LA CHIRURGIE RECONSTRUCTRICE DE L’URÈTRE

Intake of oral mucosa flap in reconstructive surgery of the urethra

Reconstructive surgery of the urethra is based on the concept of tissue transfer.

It comes to moving tissue from a source member to the receiver member with a medical condition requires reconstructive surgery.

Each fabric has physical characteristics of its own:

  • extensibility
  • internal tension
  • viscoelasticity

which are a function of the arrangement between them of collagen fibers and elastin.

Two tissue transfer types are available.

 

1) Free flap “graft”

It is totally free from the source body in his collection and he is transferred to the body to rebuild. Then develops this flap to a new vascular supply within 96 hours, which occurs in two phases:

  • The initial phase, imbibition, during the first 48 hours
  • The second phase of inoculation for 48 hours which is also the year in which establishes a real microcirculation vascularizing graft flap.

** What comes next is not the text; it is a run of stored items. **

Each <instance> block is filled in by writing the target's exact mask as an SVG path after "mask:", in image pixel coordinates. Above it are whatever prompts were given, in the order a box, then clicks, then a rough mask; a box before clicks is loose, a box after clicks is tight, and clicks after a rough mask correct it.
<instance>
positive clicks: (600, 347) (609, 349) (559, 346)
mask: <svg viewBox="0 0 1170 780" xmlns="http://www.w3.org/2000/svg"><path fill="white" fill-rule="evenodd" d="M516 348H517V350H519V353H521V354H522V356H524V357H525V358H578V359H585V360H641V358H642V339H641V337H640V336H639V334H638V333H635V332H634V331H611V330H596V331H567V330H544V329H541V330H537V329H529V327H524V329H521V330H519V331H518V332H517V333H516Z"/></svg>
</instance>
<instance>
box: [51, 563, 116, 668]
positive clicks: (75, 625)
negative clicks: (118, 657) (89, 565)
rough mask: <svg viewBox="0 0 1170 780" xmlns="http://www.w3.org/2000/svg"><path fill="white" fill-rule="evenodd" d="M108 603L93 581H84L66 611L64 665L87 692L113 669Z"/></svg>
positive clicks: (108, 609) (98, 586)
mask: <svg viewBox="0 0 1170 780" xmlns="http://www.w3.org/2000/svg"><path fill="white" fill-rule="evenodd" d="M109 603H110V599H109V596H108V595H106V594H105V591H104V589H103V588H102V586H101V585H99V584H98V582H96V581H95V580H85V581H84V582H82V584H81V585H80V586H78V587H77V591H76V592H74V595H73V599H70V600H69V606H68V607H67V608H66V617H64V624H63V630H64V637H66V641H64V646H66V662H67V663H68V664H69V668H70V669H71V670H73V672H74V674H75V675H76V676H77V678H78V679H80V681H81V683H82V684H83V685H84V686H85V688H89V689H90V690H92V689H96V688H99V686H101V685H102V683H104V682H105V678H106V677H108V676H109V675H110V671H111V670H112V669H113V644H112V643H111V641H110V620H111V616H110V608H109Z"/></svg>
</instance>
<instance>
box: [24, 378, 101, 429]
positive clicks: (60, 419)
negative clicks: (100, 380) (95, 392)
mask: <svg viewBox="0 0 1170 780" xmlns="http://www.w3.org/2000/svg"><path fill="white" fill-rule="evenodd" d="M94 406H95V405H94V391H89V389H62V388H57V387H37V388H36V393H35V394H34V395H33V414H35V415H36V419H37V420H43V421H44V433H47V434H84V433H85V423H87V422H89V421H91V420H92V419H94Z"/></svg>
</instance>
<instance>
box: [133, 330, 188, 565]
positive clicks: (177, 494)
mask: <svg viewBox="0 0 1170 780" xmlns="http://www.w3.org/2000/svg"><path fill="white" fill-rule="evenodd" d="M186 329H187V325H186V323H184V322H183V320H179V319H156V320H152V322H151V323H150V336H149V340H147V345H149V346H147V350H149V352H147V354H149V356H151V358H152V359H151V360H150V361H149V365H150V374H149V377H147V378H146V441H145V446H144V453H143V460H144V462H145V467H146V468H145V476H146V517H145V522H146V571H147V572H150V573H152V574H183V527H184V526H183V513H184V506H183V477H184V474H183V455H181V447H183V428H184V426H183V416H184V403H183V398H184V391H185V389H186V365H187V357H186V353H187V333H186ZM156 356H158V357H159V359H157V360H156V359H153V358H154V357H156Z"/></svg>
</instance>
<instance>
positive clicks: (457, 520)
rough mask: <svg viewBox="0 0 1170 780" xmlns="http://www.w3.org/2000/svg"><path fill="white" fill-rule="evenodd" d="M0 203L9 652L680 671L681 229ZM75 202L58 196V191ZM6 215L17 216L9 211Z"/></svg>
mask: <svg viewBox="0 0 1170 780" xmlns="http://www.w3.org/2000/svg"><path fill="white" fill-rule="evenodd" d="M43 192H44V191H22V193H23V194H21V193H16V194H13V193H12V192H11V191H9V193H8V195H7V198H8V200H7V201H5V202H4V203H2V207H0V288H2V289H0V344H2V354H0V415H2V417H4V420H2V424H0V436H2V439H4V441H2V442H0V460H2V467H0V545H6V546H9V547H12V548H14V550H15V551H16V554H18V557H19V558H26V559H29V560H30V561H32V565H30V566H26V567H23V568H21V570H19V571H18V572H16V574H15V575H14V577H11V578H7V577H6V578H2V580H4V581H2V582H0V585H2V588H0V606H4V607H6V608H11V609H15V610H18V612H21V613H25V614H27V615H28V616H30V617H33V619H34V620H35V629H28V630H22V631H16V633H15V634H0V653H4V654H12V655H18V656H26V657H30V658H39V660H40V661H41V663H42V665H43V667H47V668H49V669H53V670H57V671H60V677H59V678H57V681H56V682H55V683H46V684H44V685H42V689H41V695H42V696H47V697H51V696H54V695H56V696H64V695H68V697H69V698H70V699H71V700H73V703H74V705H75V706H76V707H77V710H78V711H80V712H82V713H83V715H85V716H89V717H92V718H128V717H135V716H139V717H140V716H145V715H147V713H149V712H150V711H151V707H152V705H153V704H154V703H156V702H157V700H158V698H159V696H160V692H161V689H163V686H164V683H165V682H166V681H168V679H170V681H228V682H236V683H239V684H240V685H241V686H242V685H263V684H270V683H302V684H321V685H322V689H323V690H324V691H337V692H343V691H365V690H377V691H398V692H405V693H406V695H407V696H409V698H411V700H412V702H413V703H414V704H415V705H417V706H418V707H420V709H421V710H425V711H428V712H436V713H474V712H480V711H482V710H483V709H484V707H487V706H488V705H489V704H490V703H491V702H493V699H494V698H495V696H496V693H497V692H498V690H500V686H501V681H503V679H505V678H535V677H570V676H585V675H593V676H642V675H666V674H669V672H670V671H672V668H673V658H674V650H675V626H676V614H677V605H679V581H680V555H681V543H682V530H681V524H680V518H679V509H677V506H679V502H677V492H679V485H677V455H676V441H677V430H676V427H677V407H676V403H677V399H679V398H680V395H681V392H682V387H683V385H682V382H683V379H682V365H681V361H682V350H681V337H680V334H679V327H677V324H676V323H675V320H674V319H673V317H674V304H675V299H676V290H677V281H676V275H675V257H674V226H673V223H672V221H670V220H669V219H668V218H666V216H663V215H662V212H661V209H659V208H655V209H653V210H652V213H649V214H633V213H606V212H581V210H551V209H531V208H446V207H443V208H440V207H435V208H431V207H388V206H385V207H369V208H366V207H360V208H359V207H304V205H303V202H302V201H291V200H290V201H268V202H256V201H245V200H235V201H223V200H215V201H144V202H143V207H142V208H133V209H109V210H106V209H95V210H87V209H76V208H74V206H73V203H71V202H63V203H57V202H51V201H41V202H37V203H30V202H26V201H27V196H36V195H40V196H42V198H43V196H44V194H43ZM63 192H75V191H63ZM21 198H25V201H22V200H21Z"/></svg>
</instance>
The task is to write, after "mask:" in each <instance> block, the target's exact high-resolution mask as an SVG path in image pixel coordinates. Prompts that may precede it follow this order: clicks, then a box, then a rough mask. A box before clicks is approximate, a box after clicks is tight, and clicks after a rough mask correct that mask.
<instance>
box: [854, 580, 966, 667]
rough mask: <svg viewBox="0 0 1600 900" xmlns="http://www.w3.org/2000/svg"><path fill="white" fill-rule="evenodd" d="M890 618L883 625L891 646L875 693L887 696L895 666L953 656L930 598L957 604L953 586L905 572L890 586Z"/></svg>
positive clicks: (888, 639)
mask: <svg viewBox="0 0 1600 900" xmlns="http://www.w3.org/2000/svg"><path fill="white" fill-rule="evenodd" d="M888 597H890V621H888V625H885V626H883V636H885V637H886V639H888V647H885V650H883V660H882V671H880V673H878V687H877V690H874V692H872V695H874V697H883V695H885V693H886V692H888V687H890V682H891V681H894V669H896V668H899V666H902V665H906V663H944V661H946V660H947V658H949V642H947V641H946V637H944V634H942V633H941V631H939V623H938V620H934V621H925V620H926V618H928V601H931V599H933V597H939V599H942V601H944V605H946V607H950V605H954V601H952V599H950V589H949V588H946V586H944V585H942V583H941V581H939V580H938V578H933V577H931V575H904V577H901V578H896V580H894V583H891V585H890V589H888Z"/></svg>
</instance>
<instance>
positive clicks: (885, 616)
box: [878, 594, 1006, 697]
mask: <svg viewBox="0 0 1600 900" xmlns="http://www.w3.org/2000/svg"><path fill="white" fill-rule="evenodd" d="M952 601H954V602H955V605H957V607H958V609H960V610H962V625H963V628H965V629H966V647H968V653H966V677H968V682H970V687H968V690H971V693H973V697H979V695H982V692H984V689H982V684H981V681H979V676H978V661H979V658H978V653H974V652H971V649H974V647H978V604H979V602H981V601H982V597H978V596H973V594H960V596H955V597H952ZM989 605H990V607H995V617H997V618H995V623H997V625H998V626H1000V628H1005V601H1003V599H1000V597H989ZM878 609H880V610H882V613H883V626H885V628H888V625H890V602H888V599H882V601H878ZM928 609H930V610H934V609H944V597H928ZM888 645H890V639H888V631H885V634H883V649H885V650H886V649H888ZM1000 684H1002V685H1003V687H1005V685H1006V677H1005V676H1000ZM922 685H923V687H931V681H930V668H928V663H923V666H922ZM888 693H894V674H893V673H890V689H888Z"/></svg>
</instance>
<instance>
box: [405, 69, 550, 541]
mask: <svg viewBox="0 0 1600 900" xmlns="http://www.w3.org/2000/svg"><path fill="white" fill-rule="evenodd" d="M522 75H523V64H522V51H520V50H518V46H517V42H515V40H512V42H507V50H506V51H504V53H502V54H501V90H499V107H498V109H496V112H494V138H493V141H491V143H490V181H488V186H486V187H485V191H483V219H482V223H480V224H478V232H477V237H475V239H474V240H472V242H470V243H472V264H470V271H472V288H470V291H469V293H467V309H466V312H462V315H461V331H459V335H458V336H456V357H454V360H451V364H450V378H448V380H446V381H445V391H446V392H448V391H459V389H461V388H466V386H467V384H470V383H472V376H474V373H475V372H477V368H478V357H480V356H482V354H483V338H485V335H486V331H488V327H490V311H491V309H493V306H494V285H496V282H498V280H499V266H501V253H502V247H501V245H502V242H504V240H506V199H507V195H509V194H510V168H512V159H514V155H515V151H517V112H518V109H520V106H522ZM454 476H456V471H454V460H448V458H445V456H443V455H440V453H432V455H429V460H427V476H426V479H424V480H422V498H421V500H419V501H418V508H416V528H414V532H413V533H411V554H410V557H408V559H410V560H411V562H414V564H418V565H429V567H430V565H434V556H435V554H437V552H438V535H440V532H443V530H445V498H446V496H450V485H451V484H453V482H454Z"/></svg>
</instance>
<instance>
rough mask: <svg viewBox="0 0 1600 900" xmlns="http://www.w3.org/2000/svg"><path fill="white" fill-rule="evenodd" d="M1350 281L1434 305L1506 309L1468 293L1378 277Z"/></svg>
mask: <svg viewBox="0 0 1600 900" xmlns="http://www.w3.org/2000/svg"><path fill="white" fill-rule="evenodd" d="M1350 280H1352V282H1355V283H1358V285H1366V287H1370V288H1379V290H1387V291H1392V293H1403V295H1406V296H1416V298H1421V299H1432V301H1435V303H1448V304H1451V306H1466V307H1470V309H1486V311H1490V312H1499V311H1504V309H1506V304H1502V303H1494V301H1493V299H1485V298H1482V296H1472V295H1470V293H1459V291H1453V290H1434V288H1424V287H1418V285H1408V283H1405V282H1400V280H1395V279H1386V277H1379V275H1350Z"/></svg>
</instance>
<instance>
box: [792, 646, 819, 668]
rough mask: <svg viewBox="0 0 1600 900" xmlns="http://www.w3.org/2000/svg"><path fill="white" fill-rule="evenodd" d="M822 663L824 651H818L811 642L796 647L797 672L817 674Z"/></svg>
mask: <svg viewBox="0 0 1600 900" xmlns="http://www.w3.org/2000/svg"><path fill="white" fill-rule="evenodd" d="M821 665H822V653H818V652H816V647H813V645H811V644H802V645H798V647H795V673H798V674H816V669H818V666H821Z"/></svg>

One can opt for a levy in total thickness – all the epidermis and superficial dermis and deep “FTSG full thickness” – or partial – the epidermis and superficial dermis “STSG split thickness” – the tissue to be sampled.

Lambeau libre graft

Free flaps which have been successfully used to reconstruct the urethra are flaps in total thickness of:

  • skin of the genital area or extra-genital anatomical regions,
  • bladder urothelium: favorable properties of vascular perspective,
  • buccal mucosa: excellent and optimal properties of the vascular viewpoint. Used the inner lining of the cheek, the inner lining of the lips or mucous membrane of the tongue.
  • rectal mucosa,
  • More anecdotally: ureter, vaginal scrotal.

2) Pedicle flap “flap”

The tissue is removed from the organ source and transferred to the receiver member with its vascular pedicle. The arterial and venous pedicle vascularizing the graft was preserved intact by dissection, or it was braided by microsurgery on the recipient site.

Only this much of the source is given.